Teenage Cancer Trust is the only UK charity providing specialised nursing care and support for young people with cancer. They’re here for anyone diagnosed with cancer aged 13-24, and their loved ones too.
The charity exists because cancer care wasn’t made for young people. Without the charity, a young person diagnosed with cancer today would find themselves lumped together with small children or much older adults.
You only get one chance at being young, and those years shape the person they become. Friendships, mental health, body image, studies, work, relationships and choices about the future are hard enough to navigate – before a cancer diagnosis shatters everything.
Teenage Cancer Trust provides the sensitive, individual care and support young people need at the toughest and scariest time they’ve ever faced – so they can get through cancer, rebuild their life and shape their own future.
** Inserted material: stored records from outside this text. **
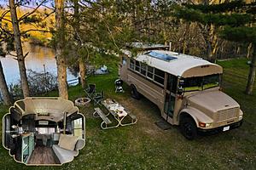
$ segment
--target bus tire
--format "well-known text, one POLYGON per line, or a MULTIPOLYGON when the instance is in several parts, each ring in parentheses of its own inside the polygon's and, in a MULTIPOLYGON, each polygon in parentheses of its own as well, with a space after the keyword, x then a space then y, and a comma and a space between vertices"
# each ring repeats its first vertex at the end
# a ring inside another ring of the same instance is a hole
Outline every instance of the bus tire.
POLYGON ((192 117, 185 116, 180 123, 182 134, 189 140, 193 140, 197 136, 196 124, 192 117))
POLYGON ((141 96, 140 94, 137 91, 137 88, 134 85, 131 85, 131 97, 136 99, 140 99, 141 96))

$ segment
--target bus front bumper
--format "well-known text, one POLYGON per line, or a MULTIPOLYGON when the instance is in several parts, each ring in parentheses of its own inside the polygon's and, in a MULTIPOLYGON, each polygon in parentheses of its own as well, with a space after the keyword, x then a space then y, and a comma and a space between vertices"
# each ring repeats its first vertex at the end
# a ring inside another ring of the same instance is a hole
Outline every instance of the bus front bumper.
POLYGON ((218 128, 210 128, 210 129, 202 129, 202 128, 197 128, 197 131, 200 133, 225 132, 225 131, 229 131, 229 130, 231 130, 231 129, 237 128, 241 127, 241 124, 242 124, 242 121, 243 120, 241 119, 241 121, 231 123, 231 124, 224 125, 224 126, 222 126, 222 127, 218 127, 218 128))

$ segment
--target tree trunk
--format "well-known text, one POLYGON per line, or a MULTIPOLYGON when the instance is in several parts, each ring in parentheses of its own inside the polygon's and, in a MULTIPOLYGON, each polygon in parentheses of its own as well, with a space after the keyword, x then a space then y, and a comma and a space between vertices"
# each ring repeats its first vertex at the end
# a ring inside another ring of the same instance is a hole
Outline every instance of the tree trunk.
POLYGON ((9 8, 11 14, 12 25, 14 29, 15 44, 17 60, 18 60, 18 65, 20 70, 21 88, 22 88, 23 96, 24 98, 26 98, 29 96, 29 87, 28 87, 27 76, 26 73, 25 57, 23 55, 19 21, 18 21, 17 13, 16 13, 16 7, 15 4, 15 0, 9 0, 9 8))
POLYGON ((255 72, 256 72, 256 43, 253 43, 253 56, 252 56, 252 62, 251 62, 251 65, 250 65, 250 71, 249 71, 247 85, 247 88, 246 88, 246 94, 252 94, 253 88, 254 79, 255 79, 255 72))
POLYGON ((218 38, 214 31, 215 28, 212 24, 211 24, 209 28, 209 36, 207 38, 207 60, 212 63, 216 62, 216 49, 218 47, 218 38))
POLYGON ((67 99, 67 65, 63 56, 65 35, 64 35, 64 0, 55 0, 55 22, 56 22, 56 63, 58 74, 59 96, 67 99))
MULTIPOLYGON (((75 26, 74 26, 74 30, 75 30, 75 37, 77 37, 78 42, 79 42, 79 46, 81 46, 81 39, 79 37, 79 27, 80 27, 80 20, 79 20, 79 0, 74 1, 74 20, 75 20, 75 26)), ((80 81, 81 81, 81 85, 83 88, 85 88, 85 84, 86 84, 86 67, 84 61, 83 60, 84 56, 79 56, 79 73, 80 73, 80 81)))
POLYGON ((6 84, 1 60, 0 60, 0 90, 3 99, 3 105, 10 105, 13 100, 9 93, 9 89, 6 84))
POLYGON ((249 59, 250 55, 252 54, 252 46, 253 43, 249 43, 248 47, 247 47, 247 58, 249 59))
POLYGON ((83 88, 85 88, 86 85, 86 66, 83 60, 79 60, 79 73, 81 76, 81 85, 83 88))

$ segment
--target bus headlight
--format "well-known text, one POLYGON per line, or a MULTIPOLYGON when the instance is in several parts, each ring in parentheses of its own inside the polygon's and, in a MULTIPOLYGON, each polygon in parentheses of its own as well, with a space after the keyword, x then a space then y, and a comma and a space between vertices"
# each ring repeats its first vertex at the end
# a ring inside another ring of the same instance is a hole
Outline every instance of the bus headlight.
POLYGON ((209 122, 205 123, 205 122, 199 122, 199 126, 201 128, 208 128, 208 127, 212 126, 212 123, 209 123, 209 122))

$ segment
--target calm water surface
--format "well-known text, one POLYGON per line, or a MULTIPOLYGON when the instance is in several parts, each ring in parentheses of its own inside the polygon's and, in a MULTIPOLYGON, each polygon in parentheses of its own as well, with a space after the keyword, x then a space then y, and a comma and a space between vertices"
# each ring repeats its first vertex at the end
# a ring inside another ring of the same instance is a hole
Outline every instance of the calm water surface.
MULTIPOLYGON (((28 42, 23 44, 23 53, 29 54, 26 57, 25 64, 26 70, 32 70, 37 72, 44 72, 44 65, 45 70, 57 76, 56 60, 55 59, 55 50, 49 48, 32 45, 28 42)), ((19 67, 17 60, 12 56, 8 55, 5 58, 0 58, 3 67, 3 72, 7 83, 17 83, 20 80, 19 67)), ((67 69, 67 81, 77 77, 76 73, 72 73, 67 69)))

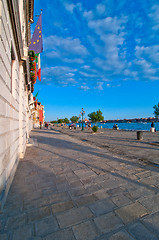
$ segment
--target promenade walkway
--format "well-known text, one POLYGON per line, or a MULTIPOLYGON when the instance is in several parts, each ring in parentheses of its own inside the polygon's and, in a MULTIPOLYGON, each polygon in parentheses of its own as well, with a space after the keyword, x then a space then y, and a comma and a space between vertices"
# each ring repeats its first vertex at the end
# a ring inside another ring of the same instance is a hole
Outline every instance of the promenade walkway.
POLYGON ((53 130, 32 132, 1 240, 159 239, 159 168, 53 130))

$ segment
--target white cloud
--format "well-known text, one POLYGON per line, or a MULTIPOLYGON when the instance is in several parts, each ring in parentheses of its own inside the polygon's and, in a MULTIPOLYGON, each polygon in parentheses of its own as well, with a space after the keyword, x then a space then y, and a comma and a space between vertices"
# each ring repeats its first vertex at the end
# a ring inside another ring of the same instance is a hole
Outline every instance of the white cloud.
POLYGON ((106 33, 118 34, 119 30, 123 30, 123 24, 126 23, 127 18, 117 18, 117 17, 107 17, 99 20, 91 20, 88 22, 88 26, 95 30, 98 35, 103 35, 106 33))
POLYGON ((127 18, 122 17, 107 17, 104 19, 90 20, 88 26, 94 29, 95 33, 100 36, 104 46, 97 45, 95 40, 89 38, 91 44, 95 47, 96 51, 101 54, 104 59, 96 58, 94 61, 97 66, 104 70, 114 70, 120 72, 125 68, 126 52, 120 53, 120 47, 123 47, 125 27, 127 18))
POLYGON ((98 89, 99 91, 103 90, 103 82, 97 82, 97 86, 95 87, 95 89, 98 89))
POLYGON ((102 15, 103 13, 105 13, 105 10, 106 10, 106 6, 102 3, 96 6, 96 11, 99 15, 102 15))
POLYGON ((67 63, 79 63, 79 64, 84 63, 84 60, 81 58, 63 58, 61 60, 67 63))
POLYGON ((159 45, 153 46, 136 46, 135 48, 136 56, 142 58, 144 56, 148 57, 152 62, 159 62, 159 45))
POLYGON ((154 69, 152 67, 152 64, 146 61, 145 59, 135 60, 134 63, 136 65, 139 65, 142 68, 143 73, 146 75, 151 75, 156 73, 156 69, 154 69))
POLYGON ((81 3, 77 3, 77 4, 65 3, 64 6, 65 6, 66 10, 69 11, 70 13, 73 13, 75 8, 77 8, 79 11, 82 11, 81 3))
POLYGON ((81 87, 79 87, 79 89, 84 90, 84 91, 87 91, 87 90, 89 90, 90 88, 89 88, 88 86, 81 86, 81 87))
POLYGON ((55 66, 55 67, 46 67, 43 69, 43 75, 44 76, 63 76, 64 74, 73 73, 76 72, 77 69, 72 69, 70 67, 65 66, 55 66))
POLYGON ((153 20, 153 30, 159 30, 159 5, 153 5, 149 17, 153 20))
POLYGON ((63 55, 79 55, 85 56, 88 51, 84 45, 81 44, 80 39, 73 39, 71 37, 62 38, 56 35, 51 35, 45 38, 45 50, 54 50, 63 53, 63 55))
POLYGON ((84 66, 82 66, 81 68, 83 68, 83 69, 89 69, 90 66, 88 66, 88 65, 84 65, 84 66))
POLYGON ((97 75, 95 74, 89 74, 89 73, 86 73, 86 72, 79 72, 81 75, 85 76, 85 77, 89 77, 89 78, 96 78, 97 75))
POLYGON ((65 3, 64 6, 65 6, 66 10, 71 12, 71 13, 73 13, 74 8, 76 7, 75 4, 69 4, 69 3, 65 3))
POLYGON ((87 20, 92 20, 94 18, 94 14, 92 11, 84 11, 83 16, 87 19, 87 20))
POLYGON ((77 82, 74 78, 66 78, 64 80, 60 80, 59 83, 63 84, 63 85, 70 85, 70 84, 72 85, 72 84, 75 84, 77 82))

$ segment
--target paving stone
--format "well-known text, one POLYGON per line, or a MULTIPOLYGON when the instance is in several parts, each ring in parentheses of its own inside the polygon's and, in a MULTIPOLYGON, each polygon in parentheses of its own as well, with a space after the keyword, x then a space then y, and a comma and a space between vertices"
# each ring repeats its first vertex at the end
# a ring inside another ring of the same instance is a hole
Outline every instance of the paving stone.
POLYGON ((159 236, 159 212, 145 217, 142 222, 150 231, 159 236))
MULTIPOLYGON (((122 186, 123 187, 123 186, 122 186)), ((107 190, 107 193, 113 197, 113 196, 117 196, 120 194, 123 194, 123 189, 121 187, 117 187, 117 188, 113 188, 113 189, 109 189, 107 190)))
POLYGON ((159 194, 157 195, 150 195, 143 199, 140 199, 139 202, 149 209, 151 212, 159 211, 159 194))
POLYGON ((116 216, 113 212, 107 213, 100 217, 96 217, 94 222, 101 233, 109 233, 113 230, 117 230, 120 227, 123 227, 124 224, 121 219, 116 216))
POLYGON ((131 237, 126 231, 120 231, 118 233, 115 233, 108 239, 109 240, 137 240, 131 237))
POLYGON ((1 240, 8 240, 7 234, 0 234, 0 239, 1 240))
POLYGON ((58 223, 55 217, 51 216, 35 223, 35 232, 37 236, 48 235, 58 230, 58 223))
POLYGON ((77 204, 78 207, 80 207, 95 202, 96 200, 97 197, 95 197, 93 194, 89 194, 75 199, 74 202, 77 204))
POLYGON ((132 201, 130 200, 130 198, 124 196, 124 195, 118 195, 112 198, 112 201, 118 206, 118 207, 122 207, 124 205, 128 205, 130 203, 132 203, 132 201))
POLYGON ((43 207, 43 208, 32 210, 27 214, 28 223, 48 217, 50 216, 50 214, 51 214, 51 209, 49 207, 43 207))
POLYGON ((74 208, 57 215, 57 220, 61 228, 69 227, 93 216, 87 207, 74 208))
POLYGON ((58 213, 58 212, 63 212, 73 208, 74 204, 72 201, 68 201, 68 202, 62 202, 62 203, 55 203, 51 207, 52 207, 53 213, 58 213))
POLYGON ((99 191, 96 191, 93 193, 98 199, 105 199, 109 197, 109 194, 107 193, 106 189, 100 189, 99 191))
POLYGON ((99 234, 91 221, 76 225, 72 229, 77 240, 93 240, 99 234))
POLYGON ((5 226, 5 229, 15 229, 21 226, 24 226, 26 224, 26 215, 20 215, 15 217, 10 217, 7 220, 7 224, 5 226))
POLYGON ((136 190, 130 191, 129 194, 134 200, 137 200, 143 198, 144 196, 153 194, 153 191, 147 189, 146 187, 138 187, 136 190))
POLYGON ((132 203, 115 211, 125 224, 141 218, 149 213, 140 203, 132 203))
POLYGON ((155 237, 145 226, 141 223, 134 223, 128 228, 128 231, 136 240, 157 240, 155 237))
POLYGON ((81 196, 81 195, 84 195, 84 194, 88 194, 87 190, 84 187, 70 189, 69 193, 70 193, 72 198, 78 197, 78 196, 81 196))
POLYGON ((91 205, 89 208, 95 216, 112 211, 115 208, 115 204, 110 199, 99 200, 91 205))
POLYGON ((52 233, 44 238, 44 240, 76 240, 71 229, 62 230, 52 233))
POLYGON ((12 240, 29 240, 32 238, 32 226, 26 225, 25 227, 18 228, 13 232, 12 240))

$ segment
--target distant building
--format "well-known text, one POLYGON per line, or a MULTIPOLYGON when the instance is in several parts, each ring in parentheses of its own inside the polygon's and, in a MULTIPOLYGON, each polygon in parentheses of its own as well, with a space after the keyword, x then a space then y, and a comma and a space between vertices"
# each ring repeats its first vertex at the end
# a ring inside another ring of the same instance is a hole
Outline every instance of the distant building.
POLYGON ((34 0, 0 1, 0 208, 32 129, 28 46, 34 0))
POLYGON ((45 111, 44 106, 40 102, 34 102, 34 108, 32 109, 33 126, 34 128, 44 125, 45 111))

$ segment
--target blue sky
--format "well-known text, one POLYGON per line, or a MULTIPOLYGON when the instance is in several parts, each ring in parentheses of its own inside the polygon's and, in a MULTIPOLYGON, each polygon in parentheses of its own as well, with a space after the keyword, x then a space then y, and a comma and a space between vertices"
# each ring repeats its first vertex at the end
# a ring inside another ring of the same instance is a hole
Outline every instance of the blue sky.
POLYGON ((82 107, 86 115, 100 109, 105 119, 153 116, 157 0, 35 0, 34 14, 41 9, 42 81, 35 93, 47 121, 78 116, 82 107))

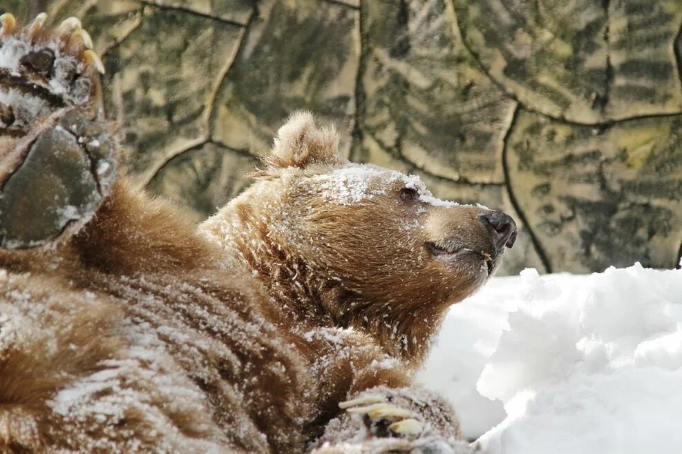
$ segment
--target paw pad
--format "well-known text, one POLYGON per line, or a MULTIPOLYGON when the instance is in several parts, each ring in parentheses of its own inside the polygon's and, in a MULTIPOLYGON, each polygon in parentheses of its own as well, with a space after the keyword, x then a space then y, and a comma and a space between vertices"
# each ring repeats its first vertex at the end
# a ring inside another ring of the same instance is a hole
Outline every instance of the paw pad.
POLYGON ((104 68, 80 21, 0 16, 0 247, 46 244, 91 219, 115 177, 104 68))

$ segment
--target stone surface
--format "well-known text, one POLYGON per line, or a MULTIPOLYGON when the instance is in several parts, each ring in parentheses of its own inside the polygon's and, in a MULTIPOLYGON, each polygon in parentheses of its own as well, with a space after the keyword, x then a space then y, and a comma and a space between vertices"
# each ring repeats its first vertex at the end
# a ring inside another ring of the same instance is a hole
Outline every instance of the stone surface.
POLYGON ((451 6, 376 0, 362 23, 362 134, 434 175, 502 182, 515 103, 467 54, 451 6))
POLYGON ((456 3, 471 52, 529 109, 587 124, 682 110, 679 0, 456 3))
POLYGON ((211 101, 241 34, 220 21, 145 6, 141 24, 104 55, 107 113, 140 184, 205 141, 211 101))
POLYGON ((682 254, 679 0, 1 3, 82 19, 135 181, 198 220, 306 108, 353 159, 514 216, 503 273, 682 254))
POLYGON ((553 269, 677 264, 680 131, 679 115, 594 127, 519 113, 509 184, 553 269))
POLYGON ((253 156, 206 144, 171 159, 149 188, 187 208, 200 221, 251 184, 260 161, 253 156))
POLYGON ((227 73, 212 137, 261 155, 292 111, 336 124, 346 147, 355 110, 359 60, 357 10, 317 0, 258 2, 227 73))

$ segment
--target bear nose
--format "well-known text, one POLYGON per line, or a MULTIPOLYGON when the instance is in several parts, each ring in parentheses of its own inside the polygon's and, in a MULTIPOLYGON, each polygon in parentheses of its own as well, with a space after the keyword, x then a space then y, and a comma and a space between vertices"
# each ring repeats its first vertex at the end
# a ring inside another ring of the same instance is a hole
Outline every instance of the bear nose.
POLYGON ((511 248, 516 241, 516 223, 511 217, 501 211, 490 211, 481 216, 484 223, 490 224, 495 246, 511 248))

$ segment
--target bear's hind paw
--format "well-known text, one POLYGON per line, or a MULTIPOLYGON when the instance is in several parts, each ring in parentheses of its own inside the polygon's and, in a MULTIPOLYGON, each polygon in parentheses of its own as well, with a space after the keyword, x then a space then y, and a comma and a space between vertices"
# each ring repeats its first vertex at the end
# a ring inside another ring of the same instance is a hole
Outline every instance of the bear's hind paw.
POLYGON ((366 396, 341 402, 339 406, 352 415, 362 415, 365 426, 375 436, 418 436, 423 426, 413 417, 413 412, 386 400, 382 396, 366 396))

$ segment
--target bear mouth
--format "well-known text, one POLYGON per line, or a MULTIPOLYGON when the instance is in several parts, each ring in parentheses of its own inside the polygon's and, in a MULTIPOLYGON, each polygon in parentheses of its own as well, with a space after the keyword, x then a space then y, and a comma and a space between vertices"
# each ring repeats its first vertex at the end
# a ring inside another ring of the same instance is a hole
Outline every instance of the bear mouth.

In Scotland, Teenage Cancer Trust have specialist units at the Royal Hospital for Children and The Beatson West of Scotland Cancer Centre in Glasgow, and at the Royal Hospital for Children and Young People and Western General Hospital in Edinburgh.
The charity also funds a national Lead Nurse for Scotland in partnership with the Managed Service Network for Children and Young People with Cancer.
And Teenage Cancer Trust works in the Scottish Parliament, and as part of the Scottish Cancer Coalition, to ensure cancer remains a policy priority for the Scottish Government and that the needs of young people with cancer are represented.